"I should say not!" Ten Eyck snorted, with a cloud of smoke. "I've roughed it as rough as any rough-neck going, Forbesy."
Forbes, from the experience of a campaigner, a wilderness hiker, lifted an eyebrow of patronizing incredulity. Ten Eyck retorted:
"You needn't grin. I don't mean any of this roughing de luxe. I had the real thing. I quarreled with the governor once. I was hitting it up pretty hard, and he gave me a call. I told him I didn't need his dirty money; I could earn my own, and I swore I'd never ask him for a cent. I lit out for the Wild and Woolly. What I took with me went fast. I couldn't get a job I'd look at; and by the time I was ready to look at any job I could get, nobody would look at me. Finally they took me on as unskilled labor in the construction camp of a railroad. I slept in cattle-cars, or on the ground, or in wooden bunks with Swedes and Finns, and Huns and coons, and other swine in the adjoining styes. I fought 'em, too, when I had to. Later I waited on the table in a cheap hashery.
"God knows where I'd have ended if my dear old dad hadn't got so homesick he put the Pinkertons on my trail. And when he found me he apologized and begged me to come back. And I very graciously accepted. I had had all the poverty I needed for a lifetime. Hereafter, Forbesy, I'm for the nap on the velvet and the plush on the peach. I tell you, Forbesy, we millionaires may have our little troubles, but we escape the worst of 'em, eh John D.?"

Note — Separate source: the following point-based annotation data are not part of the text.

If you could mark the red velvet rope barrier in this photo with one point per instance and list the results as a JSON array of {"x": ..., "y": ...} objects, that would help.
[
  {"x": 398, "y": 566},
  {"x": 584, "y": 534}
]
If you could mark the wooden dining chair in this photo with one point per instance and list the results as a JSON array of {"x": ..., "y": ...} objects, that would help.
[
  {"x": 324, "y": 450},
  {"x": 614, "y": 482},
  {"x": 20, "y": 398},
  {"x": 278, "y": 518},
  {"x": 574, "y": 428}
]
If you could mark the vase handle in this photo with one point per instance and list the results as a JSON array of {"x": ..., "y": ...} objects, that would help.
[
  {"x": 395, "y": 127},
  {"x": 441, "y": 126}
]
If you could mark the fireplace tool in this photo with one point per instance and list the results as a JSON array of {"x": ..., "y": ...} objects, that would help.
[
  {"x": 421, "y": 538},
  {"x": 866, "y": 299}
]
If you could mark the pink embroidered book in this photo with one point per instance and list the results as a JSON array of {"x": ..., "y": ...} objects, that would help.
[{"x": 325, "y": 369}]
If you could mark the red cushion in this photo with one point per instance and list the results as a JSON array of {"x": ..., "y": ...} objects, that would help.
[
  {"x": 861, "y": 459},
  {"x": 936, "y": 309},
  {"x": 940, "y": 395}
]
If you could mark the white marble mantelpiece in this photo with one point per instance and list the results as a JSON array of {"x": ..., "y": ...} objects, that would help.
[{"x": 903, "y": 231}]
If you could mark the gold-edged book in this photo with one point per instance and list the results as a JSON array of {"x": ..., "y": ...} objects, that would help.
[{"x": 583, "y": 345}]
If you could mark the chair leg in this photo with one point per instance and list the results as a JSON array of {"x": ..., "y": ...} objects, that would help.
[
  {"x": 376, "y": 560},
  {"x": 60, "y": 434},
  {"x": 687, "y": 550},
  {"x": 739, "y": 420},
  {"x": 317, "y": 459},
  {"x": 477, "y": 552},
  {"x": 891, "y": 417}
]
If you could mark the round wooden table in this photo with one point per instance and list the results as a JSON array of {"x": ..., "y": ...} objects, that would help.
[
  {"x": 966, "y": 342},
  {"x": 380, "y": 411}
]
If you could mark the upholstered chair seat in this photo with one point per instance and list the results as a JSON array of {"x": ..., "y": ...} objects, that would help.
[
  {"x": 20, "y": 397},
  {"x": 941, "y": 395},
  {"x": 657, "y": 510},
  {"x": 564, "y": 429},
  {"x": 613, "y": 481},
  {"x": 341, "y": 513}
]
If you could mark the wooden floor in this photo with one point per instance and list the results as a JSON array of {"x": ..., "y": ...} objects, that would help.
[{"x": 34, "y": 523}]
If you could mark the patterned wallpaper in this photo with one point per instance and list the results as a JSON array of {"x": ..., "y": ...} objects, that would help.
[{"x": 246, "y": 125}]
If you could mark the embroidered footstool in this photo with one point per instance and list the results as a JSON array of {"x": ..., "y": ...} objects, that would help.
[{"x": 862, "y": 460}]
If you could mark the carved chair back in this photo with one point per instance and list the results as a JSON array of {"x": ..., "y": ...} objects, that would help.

"I wish you'd cut out that talk about my being a millionaire," Forbes broke in, impatiently.
"Millionaire is a newspaper term," Ten Eyck explained, "for anybody who is worth more than a few thousand dollars."
"But I'm not worth anything and never shall be," Forbes confessed. "I'm not rich at all. I've nothing but a few hundred dollars and my picayune salary."
Ten Eyck took the great denial without emotion. "Then I congratulate you on being one of the poor but honest, instead of the criminal rich."
"I'm poor, but I'm not honest," Forbes said; "I'm obtaining courtesy under false pretenses."
"Rot!" said Ten Eyck. "Money couldn't buy what you're getting, and the lack of it couldn't lose what you've gained. They like you. You belong. That's all there is to it."